Histoire de la marque Ginetta

ginetta

Ginetta est née en Angleterre à la fin des années 1950 autour des quatre frères Walklett, Bob, Douglas, Ivor et Trevers. Partie d’une petite activité familiale d’ingénierie dans le Suffolk, la marque s’est spécialisée dans des voitures de sport légères, simples et étroitement liées à la compétition. Son histoire alterne premiers succès avec les G4 et G15, difficultés liées au déclin du marché des voitures en kit, changements de propriétaires, restructurations financières puis profonde relance après son rachat par Lawrence Tomlinson en 2005. Ginetta s’est depuis affirmée comme un constructeur de voitures de course, tout en conservant une activité routière à très faible volume.

1958 : les frères Walklett fondent Ginetta

L’origine de Ginetta se trouve à Woodbridge, dans le Suffolk, où les quatre frères Walklett travaillent dans l’entreprise familiale d’ingénierie tout en cultivant une forte passion pour le sport automobile.
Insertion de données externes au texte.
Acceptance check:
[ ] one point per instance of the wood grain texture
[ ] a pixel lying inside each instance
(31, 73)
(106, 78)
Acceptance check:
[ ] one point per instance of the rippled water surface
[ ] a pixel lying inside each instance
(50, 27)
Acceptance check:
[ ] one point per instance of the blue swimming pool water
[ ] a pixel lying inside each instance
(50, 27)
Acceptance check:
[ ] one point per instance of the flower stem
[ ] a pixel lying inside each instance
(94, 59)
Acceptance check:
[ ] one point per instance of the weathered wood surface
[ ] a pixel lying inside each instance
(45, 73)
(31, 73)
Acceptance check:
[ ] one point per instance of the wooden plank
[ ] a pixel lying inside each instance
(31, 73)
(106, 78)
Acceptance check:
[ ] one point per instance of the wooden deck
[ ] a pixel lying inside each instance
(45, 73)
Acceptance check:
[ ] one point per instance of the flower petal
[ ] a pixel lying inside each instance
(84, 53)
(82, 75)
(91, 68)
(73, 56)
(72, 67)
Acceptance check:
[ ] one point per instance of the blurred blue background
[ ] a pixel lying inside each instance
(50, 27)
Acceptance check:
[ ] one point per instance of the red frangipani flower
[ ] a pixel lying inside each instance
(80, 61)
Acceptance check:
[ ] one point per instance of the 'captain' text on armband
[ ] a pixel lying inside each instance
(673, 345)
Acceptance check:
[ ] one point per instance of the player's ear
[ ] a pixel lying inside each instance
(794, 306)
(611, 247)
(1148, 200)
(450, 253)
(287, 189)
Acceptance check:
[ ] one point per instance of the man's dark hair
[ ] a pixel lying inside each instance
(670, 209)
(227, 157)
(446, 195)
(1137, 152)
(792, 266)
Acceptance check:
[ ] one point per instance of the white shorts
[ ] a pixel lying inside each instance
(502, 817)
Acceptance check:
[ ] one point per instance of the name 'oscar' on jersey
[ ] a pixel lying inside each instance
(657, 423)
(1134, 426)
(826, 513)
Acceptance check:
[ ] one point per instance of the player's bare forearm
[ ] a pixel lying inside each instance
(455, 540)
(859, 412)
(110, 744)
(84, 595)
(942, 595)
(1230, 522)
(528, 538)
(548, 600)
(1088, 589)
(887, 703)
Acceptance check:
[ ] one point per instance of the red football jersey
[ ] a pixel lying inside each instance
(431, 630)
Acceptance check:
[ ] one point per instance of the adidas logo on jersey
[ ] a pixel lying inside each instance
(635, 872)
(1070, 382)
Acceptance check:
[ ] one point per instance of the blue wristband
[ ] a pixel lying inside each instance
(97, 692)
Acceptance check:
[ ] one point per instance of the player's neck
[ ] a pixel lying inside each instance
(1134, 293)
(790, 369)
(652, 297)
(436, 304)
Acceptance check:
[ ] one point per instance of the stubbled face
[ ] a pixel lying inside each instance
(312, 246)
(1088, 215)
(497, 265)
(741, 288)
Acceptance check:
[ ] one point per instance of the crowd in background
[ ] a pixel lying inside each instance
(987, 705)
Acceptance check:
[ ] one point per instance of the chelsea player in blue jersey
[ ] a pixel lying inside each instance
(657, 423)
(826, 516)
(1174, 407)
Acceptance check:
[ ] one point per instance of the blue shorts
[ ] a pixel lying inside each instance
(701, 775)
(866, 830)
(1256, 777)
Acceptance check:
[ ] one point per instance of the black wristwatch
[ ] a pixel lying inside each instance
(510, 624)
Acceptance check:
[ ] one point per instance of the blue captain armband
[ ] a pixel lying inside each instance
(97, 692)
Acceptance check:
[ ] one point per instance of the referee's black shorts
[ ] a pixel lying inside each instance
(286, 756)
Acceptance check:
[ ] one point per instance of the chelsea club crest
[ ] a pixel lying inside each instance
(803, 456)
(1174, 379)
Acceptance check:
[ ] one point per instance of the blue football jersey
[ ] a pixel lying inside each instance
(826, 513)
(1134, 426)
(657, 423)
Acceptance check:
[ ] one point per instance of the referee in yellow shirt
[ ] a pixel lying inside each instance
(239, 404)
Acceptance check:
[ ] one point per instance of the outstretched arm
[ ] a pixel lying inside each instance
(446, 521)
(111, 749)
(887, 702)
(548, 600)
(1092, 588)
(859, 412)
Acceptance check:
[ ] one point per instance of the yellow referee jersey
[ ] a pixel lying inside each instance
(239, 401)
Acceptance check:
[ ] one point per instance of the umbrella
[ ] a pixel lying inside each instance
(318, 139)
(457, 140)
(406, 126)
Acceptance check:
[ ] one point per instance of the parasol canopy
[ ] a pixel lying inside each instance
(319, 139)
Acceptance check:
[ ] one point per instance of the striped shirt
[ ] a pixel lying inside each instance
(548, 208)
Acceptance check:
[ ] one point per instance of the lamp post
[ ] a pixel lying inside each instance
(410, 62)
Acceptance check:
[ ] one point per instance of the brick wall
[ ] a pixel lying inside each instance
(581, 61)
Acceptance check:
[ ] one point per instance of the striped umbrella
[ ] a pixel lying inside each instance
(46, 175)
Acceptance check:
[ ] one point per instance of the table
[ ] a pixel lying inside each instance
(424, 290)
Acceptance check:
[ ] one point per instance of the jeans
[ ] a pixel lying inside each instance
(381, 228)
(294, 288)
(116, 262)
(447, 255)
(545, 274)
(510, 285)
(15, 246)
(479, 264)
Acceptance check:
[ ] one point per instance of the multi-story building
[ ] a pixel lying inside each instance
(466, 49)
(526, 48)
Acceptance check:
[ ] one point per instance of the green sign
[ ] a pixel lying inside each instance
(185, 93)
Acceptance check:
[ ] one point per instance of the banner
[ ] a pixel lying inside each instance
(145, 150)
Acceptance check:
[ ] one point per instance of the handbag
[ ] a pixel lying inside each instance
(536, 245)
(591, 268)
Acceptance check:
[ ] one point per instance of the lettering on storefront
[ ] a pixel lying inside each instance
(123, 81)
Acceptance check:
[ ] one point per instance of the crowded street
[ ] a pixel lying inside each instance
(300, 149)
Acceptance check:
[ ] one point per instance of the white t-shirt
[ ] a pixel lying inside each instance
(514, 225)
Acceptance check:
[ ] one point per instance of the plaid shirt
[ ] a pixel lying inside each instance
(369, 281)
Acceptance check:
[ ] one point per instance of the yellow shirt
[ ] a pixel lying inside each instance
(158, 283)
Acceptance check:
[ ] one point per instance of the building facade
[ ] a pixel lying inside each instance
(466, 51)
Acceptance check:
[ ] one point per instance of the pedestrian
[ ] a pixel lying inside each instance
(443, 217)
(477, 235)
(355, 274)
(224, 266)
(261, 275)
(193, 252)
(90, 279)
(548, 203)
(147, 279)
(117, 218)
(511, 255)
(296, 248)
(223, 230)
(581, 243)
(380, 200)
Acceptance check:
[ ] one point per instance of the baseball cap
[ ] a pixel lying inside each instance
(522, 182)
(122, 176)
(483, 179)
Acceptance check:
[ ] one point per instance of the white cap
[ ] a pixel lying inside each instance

Avant même la création officielle de la marque, Ivor Walklett construit une voiture spéciale à partir d’éléments provenant notamment d’une Wolseley Hornet. Cette automobile sera plus tard désignée comme la Ginetta G1, mais elle n’est pas encore un modèle commercial au sens classique.

Le véritable démarrage intervient en 1958 avec la G2, une petite sportive vendue à des amateurs souhaitant disposer d’une voiture légère et abordable, notamment pour la compétition. Ginetta appartient alors pleinement à la culture britannique des « specials » et des kit cars : plutôt que de développer seule chaque composant mécanique, l’entreprise associe un châssis de sa conception à des organes provenant de constructeurs établis.

Cette formule réduit les coûts et correspond parfaitement aux compétences des Walklett. Ginetta n’est encore qu’une petite structure artisanale, mais les bases de son identité sont déjà présentes : poids contenu, architecture simple, proximité avec la course et recherche de performances obtenues davantage par l’efficacité du châssis que par la puissance brute.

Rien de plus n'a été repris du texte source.